Replacing your sirloin steak with healthier protein-rich foods like fish or chicken may reduce your risk of heart disease, according to a new study.

"Our study shows that making substitutes for red meat or minimizing the amount of red meat in the diet has important health benefits," said study researcher Dr. Adam M. Bernstein,  post-doctoral researcher at the Harvard School of Public Health in Boston, in a statement.

Eating more fresh-cooked red meat, processed red meat and high-fat dairy products was associated with an increased risk of heart disease, according to the study, which is published in the current issue of the journal Circulation.

The study compiled data from questionnaires given to 84,136 women aged 30 to 55 years old (the majority of whom were Caucasian) during the 26-year long Nurses' Health Study, which took place from 1980 to 2006.

Compared with women who had an average of half a serving of red meat per day, women who had two servings of red meat per day had a 30 percent higher risk of developing coronary heart disease, the study determined.

Besides cutting down on red meat potions, the data also showed that eating more servings of poultry, fish and nuts is significantly associated with a decreased risk of coronary heart disease.

Here is how much the researchers calculated that the women who substituted a healthier source of protein for one serving of red meat each day cut down their risk of coronary heart disease:

  • 30 percent lower risk with one serving each day of nuts
  • 24 percent lower risk with one serving each day of fish
  • 19 percent lower risk with one serving each day of poultry
  • 13 percent lower risk with one serving each day of low-fat dairy products

"There are good protein-rich sources that do not involve red meat," Bernstein said. "You don't need to have hot dogs, hamburgers, bologna or pastrami, which are all fresh or processed meats."
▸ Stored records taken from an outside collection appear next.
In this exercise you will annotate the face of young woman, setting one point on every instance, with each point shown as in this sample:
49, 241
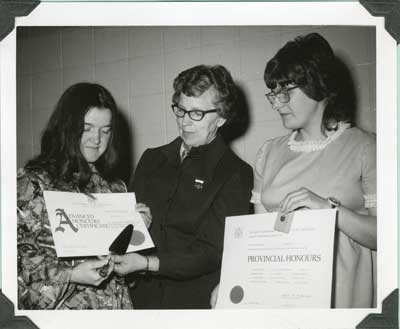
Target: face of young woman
96, 133
300, 112
196, 133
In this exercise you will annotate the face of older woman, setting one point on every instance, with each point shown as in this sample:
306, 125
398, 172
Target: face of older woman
96, 133
300, 111
196, 133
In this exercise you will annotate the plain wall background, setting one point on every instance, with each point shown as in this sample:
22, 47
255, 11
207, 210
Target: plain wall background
138, 65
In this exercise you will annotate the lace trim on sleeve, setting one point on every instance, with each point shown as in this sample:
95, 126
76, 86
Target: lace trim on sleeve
370, 201
255, 197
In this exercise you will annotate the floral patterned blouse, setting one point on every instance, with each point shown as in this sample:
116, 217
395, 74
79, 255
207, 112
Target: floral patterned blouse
43, 279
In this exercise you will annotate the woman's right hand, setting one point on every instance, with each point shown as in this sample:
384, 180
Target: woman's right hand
214, 296
88, 272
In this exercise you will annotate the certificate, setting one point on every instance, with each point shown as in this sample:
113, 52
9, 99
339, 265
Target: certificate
86, 226
264, 268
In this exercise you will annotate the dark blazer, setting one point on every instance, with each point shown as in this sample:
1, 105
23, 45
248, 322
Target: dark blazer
189, 202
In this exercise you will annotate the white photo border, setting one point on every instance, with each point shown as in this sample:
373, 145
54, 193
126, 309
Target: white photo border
197, 14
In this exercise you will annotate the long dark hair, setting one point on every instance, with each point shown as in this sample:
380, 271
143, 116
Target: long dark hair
309, 62
60, 153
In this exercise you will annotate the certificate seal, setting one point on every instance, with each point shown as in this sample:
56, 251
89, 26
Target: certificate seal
236, 294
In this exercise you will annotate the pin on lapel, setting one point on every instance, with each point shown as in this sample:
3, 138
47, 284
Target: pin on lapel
198, 184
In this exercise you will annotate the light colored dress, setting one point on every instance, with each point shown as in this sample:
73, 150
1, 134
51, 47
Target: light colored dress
343, 166
43, 279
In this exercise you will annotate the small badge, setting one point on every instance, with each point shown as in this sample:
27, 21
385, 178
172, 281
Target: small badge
198, 184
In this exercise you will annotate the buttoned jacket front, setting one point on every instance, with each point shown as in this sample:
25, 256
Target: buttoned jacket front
189, 201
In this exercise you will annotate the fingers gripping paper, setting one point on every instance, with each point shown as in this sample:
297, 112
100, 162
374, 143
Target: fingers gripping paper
83, 225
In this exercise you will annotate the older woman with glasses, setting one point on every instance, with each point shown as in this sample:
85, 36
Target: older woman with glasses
323, 163
190, 185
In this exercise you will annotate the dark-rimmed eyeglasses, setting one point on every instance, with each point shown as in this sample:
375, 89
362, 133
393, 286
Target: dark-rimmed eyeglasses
282, 95
196, 115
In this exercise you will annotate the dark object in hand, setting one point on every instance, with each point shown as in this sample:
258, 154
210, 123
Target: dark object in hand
118, 247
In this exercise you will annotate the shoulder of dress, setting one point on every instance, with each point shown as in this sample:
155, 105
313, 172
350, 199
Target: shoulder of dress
118, 186
358, 136
280, 141
32, 174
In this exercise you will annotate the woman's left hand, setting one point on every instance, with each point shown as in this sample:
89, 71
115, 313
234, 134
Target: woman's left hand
145, 212
129, 263
303, 198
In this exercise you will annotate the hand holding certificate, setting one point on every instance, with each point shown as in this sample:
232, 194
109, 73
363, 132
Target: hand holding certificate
264, 268
86, 226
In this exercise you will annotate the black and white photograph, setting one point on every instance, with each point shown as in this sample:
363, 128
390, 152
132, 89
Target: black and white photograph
192, 125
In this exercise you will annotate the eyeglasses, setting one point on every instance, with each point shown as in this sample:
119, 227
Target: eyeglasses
283, 95
196, 115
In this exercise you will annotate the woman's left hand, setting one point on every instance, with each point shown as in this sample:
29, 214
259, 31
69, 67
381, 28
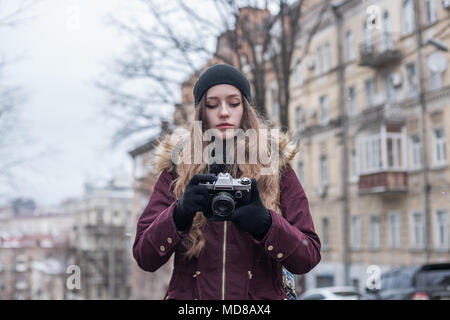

On the questionnaire used in the Nurses' Health Study, the women recorded how often they had consumed a unit or portion of each food on average during the previous year, with nine possible responses ranging from "never" to "more than six times daily."

"Although this study included only women, our overall knowledge of risk factors for heart disease suggests that the findings are likely to apply to men as well," Bernstein said. "Those who are concerned and want to reduce their risk of heart disease should consider replacing red meat with other protein-rich foods including fish, poultry, low-fat dairy products and nuts."